Read John Dickerson’s coverage of the Republican New Hampshire primary here.
Democrats like a fighter. Maybe that’s the simplest reason Hillary Clinton pulled out a surprise victory in New Hampshire. Before her campaign even arrived here, her aides were promising they’d take the fight to Obama. In the five days between the two contests, the Clinton campaign worked hard to bring Obama down to earth. Direct mail and phone calls attacked Obama on issues from abortion to taxes. Hillary Clinton upped her criticisms considerably at Saturday’s Democratic debate, in her stump speeches, and in heavy rounds of press appearances. Her central charge was that Obama was all talk. Voters who elected him would make the same know-nothing mistake they made in 2000 when they picked George Bush because they thought they’d rather have a beer with him than the other guy.

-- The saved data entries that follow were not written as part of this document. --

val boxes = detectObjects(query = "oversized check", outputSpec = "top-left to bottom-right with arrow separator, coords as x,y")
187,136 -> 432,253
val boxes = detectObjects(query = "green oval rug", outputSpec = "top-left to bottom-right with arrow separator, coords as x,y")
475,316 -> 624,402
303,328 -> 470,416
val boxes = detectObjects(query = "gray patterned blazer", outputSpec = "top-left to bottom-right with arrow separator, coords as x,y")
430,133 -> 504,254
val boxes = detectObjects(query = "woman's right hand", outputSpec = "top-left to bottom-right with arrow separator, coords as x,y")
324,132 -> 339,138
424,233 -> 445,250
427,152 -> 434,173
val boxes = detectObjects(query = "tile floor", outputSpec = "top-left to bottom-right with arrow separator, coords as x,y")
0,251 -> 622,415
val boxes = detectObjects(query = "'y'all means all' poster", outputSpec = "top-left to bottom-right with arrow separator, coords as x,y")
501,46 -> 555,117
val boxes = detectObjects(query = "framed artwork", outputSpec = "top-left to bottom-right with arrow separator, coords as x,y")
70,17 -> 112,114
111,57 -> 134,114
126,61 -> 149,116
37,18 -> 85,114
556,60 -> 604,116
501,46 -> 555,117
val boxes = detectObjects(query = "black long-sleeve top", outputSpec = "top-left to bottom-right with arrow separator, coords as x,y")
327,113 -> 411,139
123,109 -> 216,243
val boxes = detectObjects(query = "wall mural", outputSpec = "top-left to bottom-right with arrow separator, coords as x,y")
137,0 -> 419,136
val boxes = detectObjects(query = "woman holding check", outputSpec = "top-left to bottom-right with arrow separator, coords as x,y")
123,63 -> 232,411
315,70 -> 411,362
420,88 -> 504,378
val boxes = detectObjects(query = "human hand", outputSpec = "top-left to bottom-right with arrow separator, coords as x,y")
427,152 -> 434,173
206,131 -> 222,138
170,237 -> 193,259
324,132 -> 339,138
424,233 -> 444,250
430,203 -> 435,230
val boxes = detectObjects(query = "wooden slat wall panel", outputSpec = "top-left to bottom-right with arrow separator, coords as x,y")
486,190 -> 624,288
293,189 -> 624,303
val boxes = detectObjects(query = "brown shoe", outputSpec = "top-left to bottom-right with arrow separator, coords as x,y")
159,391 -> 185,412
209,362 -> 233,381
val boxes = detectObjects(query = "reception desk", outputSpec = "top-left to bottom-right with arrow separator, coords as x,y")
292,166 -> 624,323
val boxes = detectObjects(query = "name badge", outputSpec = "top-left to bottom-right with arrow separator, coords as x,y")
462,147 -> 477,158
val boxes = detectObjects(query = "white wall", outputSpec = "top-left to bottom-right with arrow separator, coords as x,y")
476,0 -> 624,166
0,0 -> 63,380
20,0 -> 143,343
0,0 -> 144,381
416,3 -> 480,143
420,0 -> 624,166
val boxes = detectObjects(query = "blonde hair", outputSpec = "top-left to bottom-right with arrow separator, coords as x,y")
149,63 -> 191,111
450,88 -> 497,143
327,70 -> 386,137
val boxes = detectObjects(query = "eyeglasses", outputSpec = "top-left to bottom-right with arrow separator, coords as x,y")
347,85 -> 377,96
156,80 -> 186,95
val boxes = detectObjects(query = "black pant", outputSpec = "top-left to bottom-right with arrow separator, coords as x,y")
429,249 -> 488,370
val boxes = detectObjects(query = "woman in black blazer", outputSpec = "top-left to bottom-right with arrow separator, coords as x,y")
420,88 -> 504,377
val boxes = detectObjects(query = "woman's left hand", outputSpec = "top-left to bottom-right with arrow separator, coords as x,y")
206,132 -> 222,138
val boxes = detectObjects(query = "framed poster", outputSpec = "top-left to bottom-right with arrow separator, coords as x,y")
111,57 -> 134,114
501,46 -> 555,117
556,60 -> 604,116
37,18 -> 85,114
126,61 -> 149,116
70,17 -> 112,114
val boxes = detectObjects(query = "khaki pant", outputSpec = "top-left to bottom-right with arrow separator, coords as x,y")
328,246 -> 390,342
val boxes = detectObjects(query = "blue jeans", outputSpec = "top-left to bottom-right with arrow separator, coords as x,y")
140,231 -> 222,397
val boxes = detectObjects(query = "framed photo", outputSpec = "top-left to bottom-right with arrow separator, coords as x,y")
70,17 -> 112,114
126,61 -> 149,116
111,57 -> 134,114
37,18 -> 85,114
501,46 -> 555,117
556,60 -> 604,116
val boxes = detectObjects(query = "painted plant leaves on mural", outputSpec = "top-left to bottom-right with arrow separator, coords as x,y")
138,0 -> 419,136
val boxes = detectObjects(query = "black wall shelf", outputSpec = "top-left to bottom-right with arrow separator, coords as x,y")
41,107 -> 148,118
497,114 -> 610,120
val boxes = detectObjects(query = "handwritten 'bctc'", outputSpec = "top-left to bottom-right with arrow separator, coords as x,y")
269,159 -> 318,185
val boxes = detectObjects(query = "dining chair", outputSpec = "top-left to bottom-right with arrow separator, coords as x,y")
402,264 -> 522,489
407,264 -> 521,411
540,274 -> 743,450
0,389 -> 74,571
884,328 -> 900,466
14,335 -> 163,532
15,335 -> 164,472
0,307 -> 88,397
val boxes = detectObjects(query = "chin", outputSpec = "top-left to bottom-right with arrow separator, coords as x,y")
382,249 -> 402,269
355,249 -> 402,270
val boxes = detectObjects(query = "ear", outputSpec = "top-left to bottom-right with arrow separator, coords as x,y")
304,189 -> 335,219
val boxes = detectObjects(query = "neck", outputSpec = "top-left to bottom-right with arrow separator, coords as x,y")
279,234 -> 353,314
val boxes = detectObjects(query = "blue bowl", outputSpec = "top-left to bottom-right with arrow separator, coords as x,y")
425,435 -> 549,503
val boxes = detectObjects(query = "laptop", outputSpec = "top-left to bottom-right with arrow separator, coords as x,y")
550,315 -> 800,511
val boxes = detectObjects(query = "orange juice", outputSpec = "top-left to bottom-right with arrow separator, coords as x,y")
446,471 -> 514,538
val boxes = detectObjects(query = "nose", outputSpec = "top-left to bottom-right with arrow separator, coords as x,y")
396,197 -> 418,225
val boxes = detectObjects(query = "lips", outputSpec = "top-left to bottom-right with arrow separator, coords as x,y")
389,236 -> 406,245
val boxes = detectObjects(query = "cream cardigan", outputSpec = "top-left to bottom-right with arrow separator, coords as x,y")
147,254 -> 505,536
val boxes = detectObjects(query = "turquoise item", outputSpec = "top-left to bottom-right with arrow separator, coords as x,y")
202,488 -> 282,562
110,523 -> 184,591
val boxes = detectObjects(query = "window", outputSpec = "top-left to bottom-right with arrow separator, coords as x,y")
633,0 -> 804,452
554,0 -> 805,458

No one thought the strategy was working, including the Clinton staff. In the days since Obama’s victory in Iowa, it seemed that he was unstoppable, that he would build on the momentum of his first win, take New Hampshire and then put Nevada and South Carolina out of play, too. Rumors about Clinton shake-ups and firings swirled all Election Day. Staffers openly acknowledged that Clinton was going to lose. Heck, the candidate and her husband acted like they knew it, too. Mrs. Clinton’s display of emotion the day before the vote showed how much pressure she felt. Her husband unleashed a fiery diatribe, deploying his famous pointing finger to show his exasperation and resentment as he talked about what he said was the soft treatment Obama was getting from the press. “The biggest fairy tale I’ve ever seen,” Bill Clinton said. Another Clinton aide said today: “If we only had five more days, we’d win.”
Obama thought he was winning too. He laughed off the numerous attacks. “The dump truck is backing up,” he said at one rally before making the beeping sounds of a truck in reverse gear. He had reason to be cocky. He was pulling bigger and louder crowds, and the polls were showing that his support was expanding. While Clinton got teary-eyed responding to a question from a voter, Obama’s performances were making voters weep.
Obama’s more substantive rebuttal was that by charging he was raising “false hopes,” Clinton was trying to squash the force at the heart of every triumph in American history. “Did JFK look up at the moon and say, ‘Ah, false hope. Too far. Reality check. Can’t do it.’?” Obama told a crowd in Lebanon, N.H. “Dr. King standing on the steps at the Lincoln Memorial, looking out over that magnificent crowd, the Reflecting Pool, the Washington Monument: ‘Sorry, guys. False hope. The dream will die. It can’t be done.’ “
Obama tried to paint Clinton as a killjoy, but the lower-income voters and women who have always been her base stuck with her. The assumptions that governed the race before the Iowa caucus appear to be reasserting themselves. Was it Clinton’s last-minute show of emotion that helped her, or was it the greater openness she started to demonstrate toward the end of her campaign in Iowa? In town-hall meetings, she answered question after question for hours and finally made herself accessible to the press. She and her advisers realized that the strategy of keeping her closeted had been a disaster. So they did what agile politicians do and changed it.